What is Serializer in DRF?

Let’s begin with establishing the concept of serialization in programming. Here is what Wikipedia tells us about it:

In computing, serialization is the process of translating a data structure or object state into a format that can be stored (for example, in a file or memory data buffer) or transmitted (for example, over a computer network) and reconstructed later (possibly in a different computer environment).

To put it simply, to serialize data means to convert it into an intermediary format that can be easily understood by other programs and reconstructed into its original form.

In the context of the web, the most commonly used intermediary data formats are JSON and XML. So it’s easy to assume that DRF serializers convert data to and from these formats. However, this is not exactly the case.

Instead, serializers in DRF work with Python’s native data types. They transform model objects and querysets into a “simplified” representation consisting of strings, integers, booleans, dictionaries, and lists.

This approach allows serializers to remain independent of specific data formats and keep their implementation universal.

TIP: Django REST Framework has special families of classes for converting data to and from intermediary formats. Those are parsers and renderers.

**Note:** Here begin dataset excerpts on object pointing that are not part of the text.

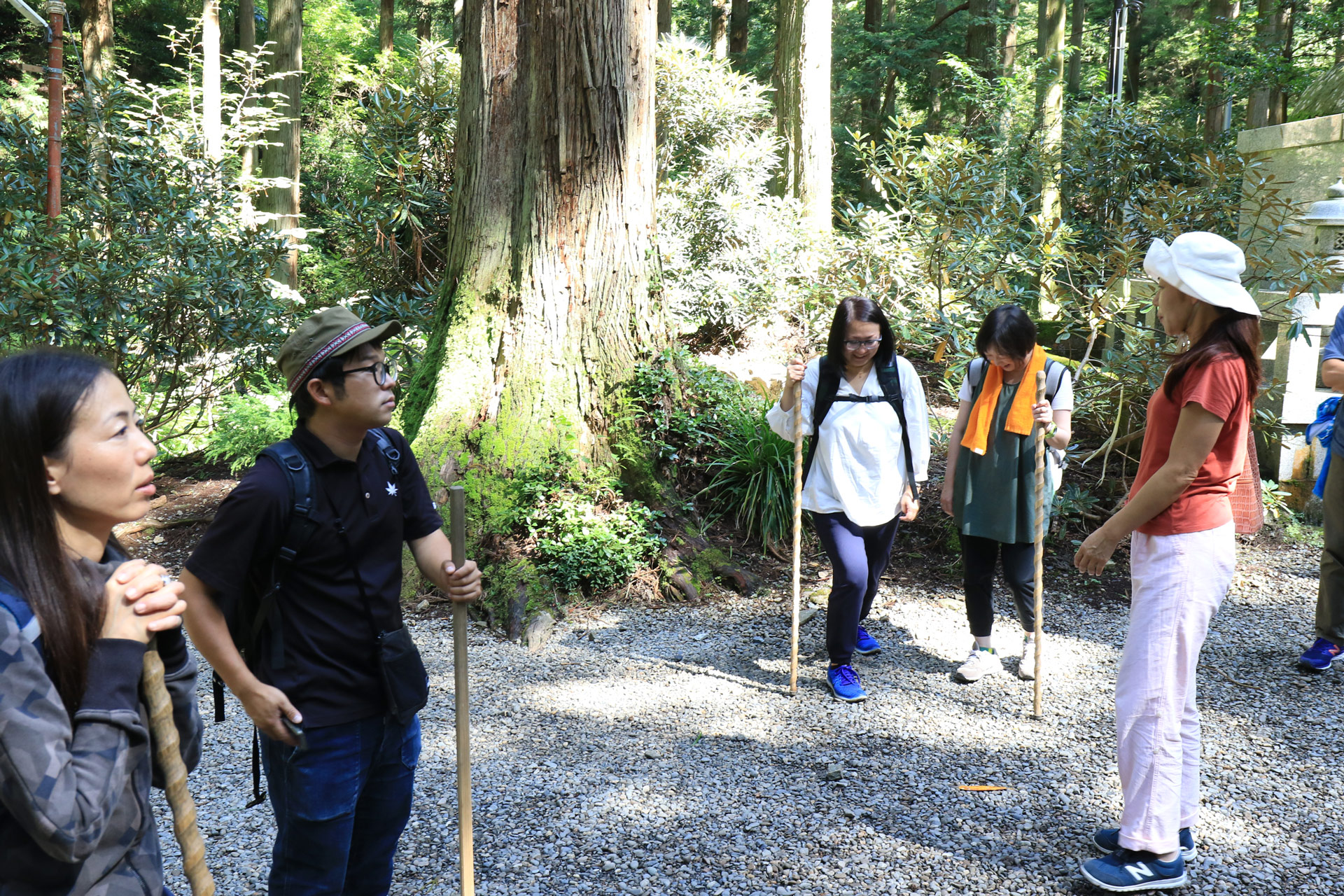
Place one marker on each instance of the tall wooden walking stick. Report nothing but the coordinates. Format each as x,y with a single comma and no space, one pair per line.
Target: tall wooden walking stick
797,536
168,752
1041,543
463,711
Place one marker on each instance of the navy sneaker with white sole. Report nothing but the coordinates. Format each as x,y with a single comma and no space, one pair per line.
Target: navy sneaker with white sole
1320,656
844,684
1108,841
1126,871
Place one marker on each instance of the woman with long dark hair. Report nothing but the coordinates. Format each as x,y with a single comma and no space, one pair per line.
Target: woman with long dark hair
990,486
866,410
76,615
1182,555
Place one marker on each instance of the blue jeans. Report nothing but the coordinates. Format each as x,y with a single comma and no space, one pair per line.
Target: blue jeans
859,556
340,806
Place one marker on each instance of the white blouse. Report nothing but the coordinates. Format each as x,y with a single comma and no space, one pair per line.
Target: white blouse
859,465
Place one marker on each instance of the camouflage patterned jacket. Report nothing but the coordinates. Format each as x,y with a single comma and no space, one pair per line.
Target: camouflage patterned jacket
74,798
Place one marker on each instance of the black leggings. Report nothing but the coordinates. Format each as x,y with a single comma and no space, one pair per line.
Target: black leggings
980,556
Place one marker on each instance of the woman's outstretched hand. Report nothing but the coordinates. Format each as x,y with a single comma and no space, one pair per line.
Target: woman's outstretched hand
1096,551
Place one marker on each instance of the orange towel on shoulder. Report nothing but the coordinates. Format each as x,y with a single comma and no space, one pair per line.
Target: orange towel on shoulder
1019,415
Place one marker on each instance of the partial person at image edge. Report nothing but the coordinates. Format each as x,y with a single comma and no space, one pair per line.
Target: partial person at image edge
76,615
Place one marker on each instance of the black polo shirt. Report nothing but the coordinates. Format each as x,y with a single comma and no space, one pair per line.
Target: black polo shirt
331,666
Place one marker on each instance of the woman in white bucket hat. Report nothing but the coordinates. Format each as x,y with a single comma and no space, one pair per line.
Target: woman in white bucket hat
1182,555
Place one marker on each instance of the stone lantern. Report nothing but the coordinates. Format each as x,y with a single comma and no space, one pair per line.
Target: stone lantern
1328,219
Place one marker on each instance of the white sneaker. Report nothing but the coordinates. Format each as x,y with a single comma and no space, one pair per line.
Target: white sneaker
1027,668
979,664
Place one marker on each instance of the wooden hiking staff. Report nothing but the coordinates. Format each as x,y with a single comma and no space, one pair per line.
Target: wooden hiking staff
797,535
463,711
168,752
1041,545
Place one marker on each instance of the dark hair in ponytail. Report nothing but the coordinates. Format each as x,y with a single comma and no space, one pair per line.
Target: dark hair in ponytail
1231,333
41,391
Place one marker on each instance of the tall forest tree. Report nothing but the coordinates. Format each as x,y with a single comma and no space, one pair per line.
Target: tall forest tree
738,24
549,293
96,39
803,105
281,160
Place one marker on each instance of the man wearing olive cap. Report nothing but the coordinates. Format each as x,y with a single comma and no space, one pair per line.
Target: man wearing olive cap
342,783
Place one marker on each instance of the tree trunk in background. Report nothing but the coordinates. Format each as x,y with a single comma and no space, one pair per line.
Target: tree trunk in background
1217,108
738,27
1278,97
1135,55
286,33
981,49
386,14
720,29
870,104
96,46
1050,102
549,296
803,105
211,122
1269,24
1078,16
937,76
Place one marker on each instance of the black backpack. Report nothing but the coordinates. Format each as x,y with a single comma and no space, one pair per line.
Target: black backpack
260,606
828,386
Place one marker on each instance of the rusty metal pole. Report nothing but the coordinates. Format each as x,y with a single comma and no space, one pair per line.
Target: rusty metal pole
55,102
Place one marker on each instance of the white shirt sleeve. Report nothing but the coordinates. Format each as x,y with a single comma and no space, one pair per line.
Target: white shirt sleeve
781,421
917,416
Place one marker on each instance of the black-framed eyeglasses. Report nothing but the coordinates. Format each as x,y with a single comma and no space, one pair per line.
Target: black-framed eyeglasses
382,371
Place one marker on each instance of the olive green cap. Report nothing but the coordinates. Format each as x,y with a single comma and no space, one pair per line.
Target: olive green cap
326,335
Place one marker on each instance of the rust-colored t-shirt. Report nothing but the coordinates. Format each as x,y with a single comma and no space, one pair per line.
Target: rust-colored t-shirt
1219,387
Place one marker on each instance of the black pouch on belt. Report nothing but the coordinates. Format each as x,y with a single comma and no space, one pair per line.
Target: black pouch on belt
405,680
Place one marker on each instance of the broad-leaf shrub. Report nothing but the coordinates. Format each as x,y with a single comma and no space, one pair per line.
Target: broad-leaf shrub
155,262
245,425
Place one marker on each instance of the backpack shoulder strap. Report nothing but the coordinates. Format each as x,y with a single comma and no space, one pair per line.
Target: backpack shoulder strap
29,626
388,450
828,383
889,378
1056,374
302,498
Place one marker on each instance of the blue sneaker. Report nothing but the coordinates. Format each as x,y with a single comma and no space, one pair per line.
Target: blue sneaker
1126,871
1320,654
1108,841
844,684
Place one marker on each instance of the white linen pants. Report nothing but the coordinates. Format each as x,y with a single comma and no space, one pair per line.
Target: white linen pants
1179,580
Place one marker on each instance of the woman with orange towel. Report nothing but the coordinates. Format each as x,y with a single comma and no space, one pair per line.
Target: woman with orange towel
990,484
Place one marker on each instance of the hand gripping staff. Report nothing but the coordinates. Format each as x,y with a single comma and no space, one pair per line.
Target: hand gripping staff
797,536
168,752
463,711
1041,542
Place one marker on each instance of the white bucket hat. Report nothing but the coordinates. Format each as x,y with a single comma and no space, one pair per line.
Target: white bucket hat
1206,266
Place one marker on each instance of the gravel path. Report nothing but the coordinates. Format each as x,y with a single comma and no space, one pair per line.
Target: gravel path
657,752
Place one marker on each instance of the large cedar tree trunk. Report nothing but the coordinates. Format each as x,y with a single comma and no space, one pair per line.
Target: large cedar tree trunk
803,105
549,293
286,31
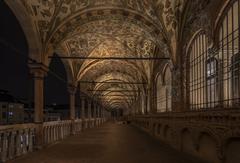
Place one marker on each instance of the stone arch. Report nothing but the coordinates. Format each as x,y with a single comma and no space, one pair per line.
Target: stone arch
232,148
167,133
208,147
187,141
219,19
32,36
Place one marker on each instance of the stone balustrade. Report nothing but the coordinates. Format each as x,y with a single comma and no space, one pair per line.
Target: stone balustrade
55,131
17,140
195,132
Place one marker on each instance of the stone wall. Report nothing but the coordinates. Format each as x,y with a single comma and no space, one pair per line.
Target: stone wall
213,136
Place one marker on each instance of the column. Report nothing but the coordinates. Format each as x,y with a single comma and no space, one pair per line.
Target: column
72,91
39,71
82,108
89,114
95,110
89,109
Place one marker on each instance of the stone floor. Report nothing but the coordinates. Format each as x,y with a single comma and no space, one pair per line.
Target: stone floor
111,143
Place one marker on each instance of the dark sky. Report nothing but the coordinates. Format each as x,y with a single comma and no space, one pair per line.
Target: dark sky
14,73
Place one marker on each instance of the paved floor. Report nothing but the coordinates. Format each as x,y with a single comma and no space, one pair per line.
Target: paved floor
111,143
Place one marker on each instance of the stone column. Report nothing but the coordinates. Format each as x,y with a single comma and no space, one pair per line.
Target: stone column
177,92
82,108
95,111
89,109
39,71
72,91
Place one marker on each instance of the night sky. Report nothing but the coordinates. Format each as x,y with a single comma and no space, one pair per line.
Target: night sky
14,72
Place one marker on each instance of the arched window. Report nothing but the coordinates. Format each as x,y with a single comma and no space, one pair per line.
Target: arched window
214,75
198,71
228,53
164,89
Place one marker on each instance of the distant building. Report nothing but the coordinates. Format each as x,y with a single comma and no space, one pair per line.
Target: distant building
11,110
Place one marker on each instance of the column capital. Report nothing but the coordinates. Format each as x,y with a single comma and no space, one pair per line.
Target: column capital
39,70
72,89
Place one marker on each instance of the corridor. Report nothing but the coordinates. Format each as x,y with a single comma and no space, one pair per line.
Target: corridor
110,143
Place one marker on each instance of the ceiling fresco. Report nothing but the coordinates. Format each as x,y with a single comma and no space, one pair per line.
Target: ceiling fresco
107,28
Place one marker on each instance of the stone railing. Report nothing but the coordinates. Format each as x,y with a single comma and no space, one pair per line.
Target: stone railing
17,140
214,131
55,131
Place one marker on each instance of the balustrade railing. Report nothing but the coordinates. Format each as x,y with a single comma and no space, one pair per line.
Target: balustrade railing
17,140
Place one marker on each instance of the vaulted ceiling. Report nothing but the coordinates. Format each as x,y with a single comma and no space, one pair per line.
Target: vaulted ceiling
104,28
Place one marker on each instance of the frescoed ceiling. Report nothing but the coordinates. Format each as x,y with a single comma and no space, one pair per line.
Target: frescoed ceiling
107,28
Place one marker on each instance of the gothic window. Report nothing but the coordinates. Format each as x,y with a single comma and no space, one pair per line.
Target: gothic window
200,70
164,91
212,82
229,54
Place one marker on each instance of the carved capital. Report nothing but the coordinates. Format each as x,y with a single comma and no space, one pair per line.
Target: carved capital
38,70
72,89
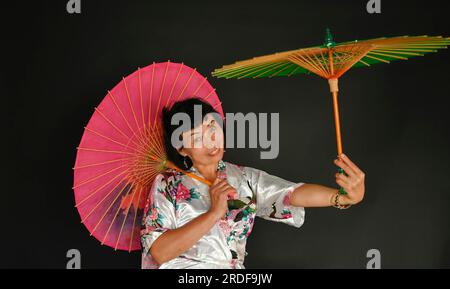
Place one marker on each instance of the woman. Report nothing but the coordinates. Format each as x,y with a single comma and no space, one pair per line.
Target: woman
188,224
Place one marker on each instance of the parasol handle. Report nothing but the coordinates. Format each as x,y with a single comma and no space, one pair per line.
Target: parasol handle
333,82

We will cover when and how exactly DRF transforms data to and from HTTP-friendly formats like JSON and XML in the last part of this series.

On top of converting data to native data types, the serializers in DRF have other responsibilities: validating user-submitted data and working with database models.

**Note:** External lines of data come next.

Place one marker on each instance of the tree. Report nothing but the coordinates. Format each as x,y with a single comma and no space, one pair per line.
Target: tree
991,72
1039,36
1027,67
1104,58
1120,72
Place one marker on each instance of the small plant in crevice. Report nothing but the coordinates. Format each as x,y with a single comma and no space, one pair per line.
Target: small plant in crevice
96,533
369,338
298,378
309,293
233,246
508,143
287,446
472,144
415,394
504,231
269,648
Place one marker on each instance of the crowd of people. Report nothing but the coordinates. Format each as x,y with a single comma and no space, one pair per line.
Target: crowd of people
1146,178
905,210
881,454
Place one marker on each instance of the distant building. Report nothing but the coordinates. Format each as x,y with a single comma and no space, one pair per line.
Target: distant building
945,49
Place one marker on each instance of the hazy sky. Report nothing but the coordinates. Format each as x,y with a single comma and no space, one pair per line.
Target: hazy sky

As you will see further in this article, serializers are essential to the Django REST Framework.

TAKEAWAY: Serializers in DRF are responsible for the following:
1. Converting model instances and querysets into Python's native data types.
2. Validating user-submitted data.
3. Creating and updating database models instances.

How to use DRF Serializers?

If you ever worked with the Form class in Django, you will find DRF serializers familiar. In fact, their architecture is based on Django forms.

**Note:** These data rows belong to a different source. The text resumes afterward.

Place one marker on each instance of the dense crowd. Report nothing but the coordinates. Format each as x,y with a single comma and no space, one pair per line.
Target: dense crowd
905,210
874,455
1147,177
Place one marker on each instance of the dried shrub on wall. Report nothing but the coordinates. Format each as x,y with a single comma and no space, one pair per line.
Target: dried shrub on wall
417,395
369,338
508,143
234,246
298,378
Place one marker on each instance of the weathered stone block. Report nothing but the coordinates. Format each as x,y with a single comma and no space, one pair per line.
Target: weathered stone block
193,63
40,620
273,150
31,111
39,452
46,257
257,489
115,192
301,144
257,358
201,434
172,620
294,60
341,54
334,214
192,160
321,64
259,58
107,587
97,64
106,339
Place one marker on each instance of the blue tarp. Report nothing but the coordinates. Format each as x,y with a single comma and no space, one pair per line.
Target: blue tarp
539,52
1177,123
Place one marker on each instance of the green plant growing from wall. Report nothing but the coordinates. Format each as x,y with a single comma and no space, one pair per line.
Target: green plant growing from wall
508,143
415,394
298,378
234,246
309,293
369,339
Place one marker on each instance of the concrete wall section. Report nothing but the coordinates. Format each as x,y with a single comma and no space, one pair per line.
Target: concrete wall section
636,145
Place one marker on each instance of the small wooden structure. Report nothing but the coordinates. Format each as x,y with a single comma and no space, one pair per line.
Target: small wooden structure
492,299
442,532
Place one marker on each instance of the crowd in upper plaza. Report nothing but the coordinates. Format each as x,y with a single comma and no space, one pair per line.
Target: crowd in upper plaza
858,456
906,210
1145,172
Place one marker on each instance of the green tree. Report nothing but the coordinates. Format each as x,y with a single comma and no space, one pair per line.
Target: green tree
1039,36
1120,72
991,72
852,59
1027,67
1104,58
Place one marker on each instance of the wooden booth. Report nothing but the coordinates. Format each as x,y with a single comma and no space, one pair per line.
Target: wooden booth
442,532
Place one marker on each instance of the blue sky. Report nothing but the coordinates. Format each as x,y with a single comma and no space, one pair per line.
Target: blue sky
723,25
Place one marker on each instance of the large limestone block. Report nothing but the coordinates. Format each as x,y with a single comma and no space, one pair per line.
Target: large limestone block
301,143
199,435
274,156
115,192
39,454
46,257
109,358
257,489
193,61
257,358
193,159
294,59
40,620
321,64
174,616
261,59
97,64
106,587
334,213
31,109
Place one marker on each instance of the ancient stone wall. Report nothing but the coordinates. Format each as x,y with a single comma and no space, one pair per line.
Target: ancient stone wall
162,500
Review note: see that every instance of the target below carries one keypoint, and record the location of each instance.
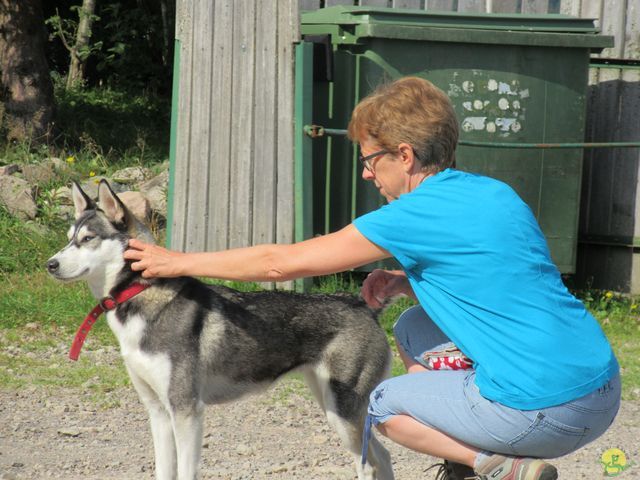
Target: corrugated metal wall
(233, 167)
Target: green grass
(113, 126)
(30, 299)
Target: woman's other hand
(382, 284)
(153, 260)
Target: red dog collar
(109, 302)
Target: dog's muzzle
(53, 265)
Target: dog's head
(98, 238)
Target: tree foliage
(131, 44)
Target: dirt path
(280, 434)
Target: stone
(90, 186)
(9, 169)
(38, 173)
(137, 203)
(16, 195)
(131, 175)
(156, 191)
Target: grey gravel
(280, 434)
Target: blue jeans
(450, 402)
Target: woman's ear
(408, 157)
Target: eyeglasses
(366, 161)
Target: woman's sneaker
(452, 471)
(500, 467)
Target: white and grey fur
(186, 344)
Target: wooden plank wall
(233, 175)
(470, 6)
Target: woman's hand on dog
(382, 284)
(153, 260)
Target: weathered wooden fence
(232, 168)
(232, 176)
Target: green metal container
(511, 78)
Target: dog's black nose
(53, 265)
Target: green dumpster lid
(350, 24)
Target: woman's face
(386, 172)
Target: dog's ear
(81, 200)
(119, 214)
(110, 204)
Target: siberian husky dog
(186, 344)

Let’s study how serializers work by building a simple API endpoint that allows users to register an account.

To define what kind of data our endpoint will accept and return, we will need to create a serializer class with respective fields. Create a new file called serializers.py and add the following code to it:

# We import the entire module to have easy access to multiple things
from rest_framework import serializers

# Note how we inherit from the Serializer class
class UserRegistrationSerializer(serializers.Serializer):
    # The fields here define what data our endpoint will work with
    email = serializers.EmailField(required=True)
    password = serializers.CharField(required=True)

What we did is declared a couple of properties under our class and assigned Field instances to them.

Note that we used different Field classes for each field. For example, for the email field, we used the EmailField class. As the name suggests, this field is designed to work specifically with email addresses and has built-in validation to determine whether a given string is an email address.

TIP: You can find the full list of available serializer fields in the official documentation.

We also specified the required=True parameter on our fields. This means that the user must send those fields, otherwise, the endpoint will return an error.

When inspected closer, the code snippet above reveals an interesting fact – some part of the validation is done by the Field classes directly. This means that the Serializer class is not responsible for all validation, but delegates some of it to the fields.

But let’s continue. Our serializer by itself is not very useful. We need a way to forward user-submitted data to it. This is what APIViews are responsible for as described in the previous part of this series.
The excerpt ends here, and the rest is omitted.